Including TypeInfo? (classes, casting, all such things...)
October 26, 2017
On 10/26/17 00:32, Jacob Carlborg wrote:
> On 2017-10-26 00:36, Adam Wilson wrote:
>
>> Speaking from very long experience, 95%+ of Windows devs have
>> VS+WinSDK installed as part of their default system buildout. The few
>> that don't will have little trouble understanding why they need it and
>> acquiring it.
>
> IIRC, there have been people on these forums that have been asking why
> they need to download additional software when they already have the
> compiler.
>
> Same on macOS.
>

How many though? Also, we have to do it for macOS, why is Windows special? The macOS setup was just as hard. Download two large packages (XCode+Cmd tools), install, and done.

-- 
Adam Wilson
IRC: LightBender
import quiet.dlang.dev;
October 26, 2017
On Tuesday, 24 October 2017 at 22:19:59 UTC, jmh530 wrote:
> I'm sympathetic to your point.
>
> I think there was/is some effort to allow LLD (the LLVM linker) as a replacement for the MSVC linker in LDC. Perhaps if LLD could be a drop-in for MSVC in DMD for Windows, then eventually it could be the default? Not sure that's possible or not.
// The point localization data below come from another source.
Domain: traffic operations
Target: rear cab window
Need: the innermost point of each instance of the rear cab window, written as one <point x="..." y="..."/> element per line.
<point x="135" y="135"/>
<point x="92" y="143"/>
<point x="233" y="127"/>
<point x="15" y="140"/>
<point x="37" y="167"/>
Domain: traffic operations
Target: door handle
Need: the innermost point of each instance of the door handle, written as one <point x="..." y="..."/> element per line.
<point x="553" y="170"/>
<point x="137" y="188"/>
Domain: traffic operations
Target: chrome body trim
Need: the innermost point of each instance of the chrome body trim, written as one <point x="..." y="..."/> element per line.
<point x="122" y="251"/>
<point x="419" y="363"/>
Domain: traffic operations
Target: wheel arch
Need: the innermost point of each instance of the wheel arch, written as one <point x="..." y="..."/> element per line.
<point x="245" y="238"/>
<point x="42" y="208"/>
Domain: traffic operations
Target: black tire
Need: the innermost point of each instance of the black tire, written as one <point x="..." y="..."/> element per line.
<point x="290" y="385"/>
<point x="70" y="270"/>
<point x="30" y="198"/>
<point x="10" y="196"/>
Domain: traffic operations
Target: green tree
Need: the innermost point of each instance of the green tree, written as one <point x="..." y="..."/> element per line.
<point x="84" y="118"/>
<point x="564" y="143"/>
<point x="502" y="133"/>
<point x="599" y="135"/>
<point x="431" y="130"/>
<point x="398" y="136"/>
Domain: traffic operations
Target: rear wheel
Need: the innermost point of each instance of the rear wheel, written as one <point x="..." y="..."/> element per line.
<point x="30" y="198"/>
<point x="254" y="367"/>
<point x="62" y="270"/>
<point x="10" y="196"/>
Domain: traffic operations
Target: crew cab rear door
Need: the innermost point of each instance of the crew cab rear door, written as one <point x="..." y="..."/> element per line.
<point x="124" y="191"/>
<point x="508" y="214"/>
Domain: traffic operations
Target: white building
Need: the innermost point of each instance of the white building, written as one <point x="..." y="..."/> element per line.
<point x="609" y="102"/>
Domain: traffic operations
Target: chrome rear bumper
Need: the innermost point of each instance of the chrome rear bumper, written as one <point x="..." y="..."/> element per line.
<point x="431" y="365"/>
LLD was integrated in ldc 1.3.0 https://github.com/ldc-developers/ldc/pull/2142 but currently has conflicting command line options. I suppose you can still run it separately, for me even ld works.
October 26, 2017
On Thursday, 26 October 2017 at 10:16:27 UTC, Adam Wilson wrote:
> On 10/26/17 00:32, Jacob Carlborg wrote:

>>
>> IIRC, there have been people on these forums that have been asking why
>> they need to download additional software when they already have the
>> compiler.
>>
>> Same on macOS.
>>
>
> How many though? Also, we have to do it for macOS, why is Windows special? The macOS setup was just as hard. Download two large packages (XCode+Cmd tools), install, and done.

There definitely has been an uptick in that sort of complaint. The question should be, how many aren't coming here to complain?

My initial internal reaction has always been, "just download and install -- how hard is it?". But one day I stopped and asked myself, what if I were coming to D today? I got by just fine for years without having VS installed. Once the 6.0 days were behind me, I neither needed nor wanted VS. I was content with mingw for my C stuff. When I first came to D, I came with the full knowledge that there was no ecosystem, things were rough, and I'd have to do a lot by hand. I stuck around because the language was worth it. If I came in today and saw that I needed to install VS just to get 64-bit binaries, I doubt I'd stick around long enough to discover how great the language is.

I also didn't like that I had to install the Xcode tools on my Mac, but that's needed for any development on Mac from what I can see.